Bournemouth Symphony Orchestra/James Feddeck at Lighthouse – Tragic Overture & Sibelius 5 – Alexei Volodin plays Tchaikovsky

Tragic Overture, Op.81
Piano Concerto No.2 in G, Op.44
Symphony No.5 in E-flat, Op.82

Alexei Volodin (piano)

Bournemouth Symphony Orchestra
James Feddeck

Reviewed by: David Truslove

Reviewed: 11 January, 2017
Venue: Lighthouse, Poole, Dorset, England

James FeddeckPhotograph: Terry JohnstonSolti Award-winner James Feddeck was making his debut with the Bournemouth Symphony Orchestra. He produced an imposing, no-nonsense and intelligently sculptured account of Brahms’s Tragic Overture, his unfussy direction and clarity of purpose bringing cohesion to its outlines. The BSO responded with playing of deep commitment and sonorous string tone richly supported by brass and woodwinds. Whether the mood was noble or mysterious Feddeck always had an ear for balance.

Tchaikovsky’s Second Piano Concerto was given in its original version rather than Siloti’s cut and emendated edition. In this persuasive account the much-criticised padding all-but-disappeared in a performance that underlined emotion and drama. The structural defects could easily be overlooked given Alexei Volodin’s compelling rendition. There were odd moments of muddy tone in the opening movement but Volodin’s cascading octaves were delivered with devastating accuracy and the passion he brought to the big cadenza was persuasive.
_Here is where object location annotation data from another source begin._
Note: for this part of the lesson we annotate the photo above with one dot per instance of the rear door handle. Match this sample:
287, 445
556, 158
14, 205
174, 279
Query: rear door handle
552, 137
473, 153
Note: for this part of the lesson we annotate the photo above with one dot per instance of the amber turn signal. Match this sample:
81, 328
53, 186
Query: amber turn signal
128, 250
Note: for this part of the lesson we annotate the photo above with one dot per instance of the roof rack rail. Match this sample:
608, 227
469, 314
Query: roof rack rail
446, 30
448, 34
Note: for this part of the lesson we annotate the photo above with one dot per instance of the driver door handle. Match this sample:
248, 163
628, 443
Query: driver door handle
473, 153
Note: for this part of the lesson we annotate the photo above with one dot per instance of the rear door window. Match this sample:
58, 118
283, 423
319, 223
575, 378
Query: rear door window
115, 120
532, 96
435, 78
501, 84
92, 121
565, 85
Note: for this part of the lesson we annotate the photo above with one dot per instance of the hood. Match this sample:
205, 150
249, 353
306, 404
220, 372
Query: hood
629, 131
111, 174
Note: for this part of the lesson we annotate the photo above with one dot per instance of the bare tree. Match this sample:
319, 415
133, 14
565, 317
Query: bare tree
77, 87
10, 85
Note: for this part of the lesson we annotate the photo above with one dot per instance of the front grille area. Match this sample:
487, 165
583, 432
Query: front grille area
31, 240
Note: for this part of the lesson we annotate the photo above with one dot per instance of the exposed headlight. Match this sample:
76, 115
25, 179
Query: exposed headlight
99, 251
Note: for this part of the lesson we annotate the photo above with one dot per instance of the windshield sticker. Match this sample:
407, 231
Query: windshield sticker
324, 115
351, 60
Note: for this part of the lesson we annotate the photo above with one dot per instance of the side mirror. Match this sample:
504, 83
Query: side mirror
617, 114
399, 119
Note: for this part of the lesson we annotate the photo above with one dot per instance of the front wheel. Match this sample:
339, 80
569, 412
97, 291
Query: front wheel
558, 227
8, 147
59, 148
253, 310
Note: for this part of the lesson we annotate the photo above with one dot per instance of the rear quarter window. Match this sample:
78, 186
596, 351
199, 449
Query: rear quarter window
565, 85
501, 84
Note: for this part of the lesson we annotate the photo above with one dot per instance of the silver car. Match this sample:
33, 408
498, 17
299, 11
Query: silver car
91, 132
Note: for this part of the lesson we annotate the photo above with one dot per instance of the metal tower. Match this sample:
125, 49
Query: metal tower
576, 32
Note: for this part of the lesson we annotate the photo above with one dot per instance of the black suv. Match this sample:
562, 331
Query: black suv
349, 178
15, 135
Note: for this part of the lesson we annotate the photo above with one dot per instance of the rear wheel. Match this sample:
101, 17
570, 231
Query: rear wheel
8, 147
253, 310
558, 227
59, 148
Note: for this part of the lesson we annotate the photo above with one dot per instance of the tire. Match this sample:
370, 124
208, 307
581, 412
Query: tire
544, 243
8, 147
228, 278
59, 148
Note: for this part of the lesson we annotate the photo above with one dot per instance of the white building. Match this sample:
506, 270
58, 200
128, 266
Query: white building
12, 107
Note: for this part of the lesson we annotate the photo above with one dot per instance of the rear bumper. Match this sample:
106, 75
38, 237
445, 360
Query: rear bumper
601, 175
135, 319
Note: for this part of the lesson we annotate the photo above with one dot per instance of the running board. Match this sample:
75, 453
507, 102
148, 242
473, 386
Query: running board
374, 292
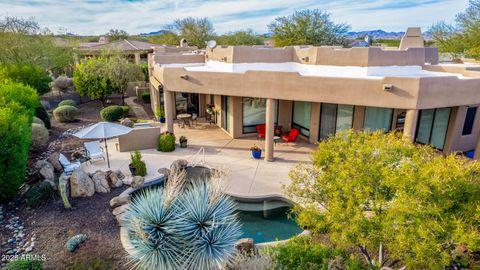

Feddeck deftly blended grand statements with gentle lyricism.

Alexei VolodinPhotograph: Marco BorggreveMusicianship of great warmth characterised the soulful central movement in which Amyn Merchant (violin) and Jesper Svedberg (cello) took star turns with Volodin, with no sense of indulging chocolate-box romanticism. In the Finale, a high-wire act, Volodin played with breathtaking scintillation; there was power, eloquence and humour rolled into one. This Concerto could not have had better advocates.

Following the interval the masterpiece that is Sibelius’s Fifth Symphony was given with complete assurance. With Feddeck stroking the air with gestures that belied the first movement‘s desolation and cumulative tensions, he fashioned an account that was rhythmically taut yet flexible, and the eerie passage for bassoon loomed out of furtive string textures. The movement’s metrical and tempo transformation was smoothly achieved and built towards a thrilling conclusion. No less atmospheric was the Andante where pizzicatos and velvet woodwinds and horns breathed vivid life into its elusive discourse. The Finale was distinguished by fabulous pianissimo strings (with some mezzo-piano page-turning!), a heart-easing transition into the majestic ‘swan’ melody and affirmative closing chords.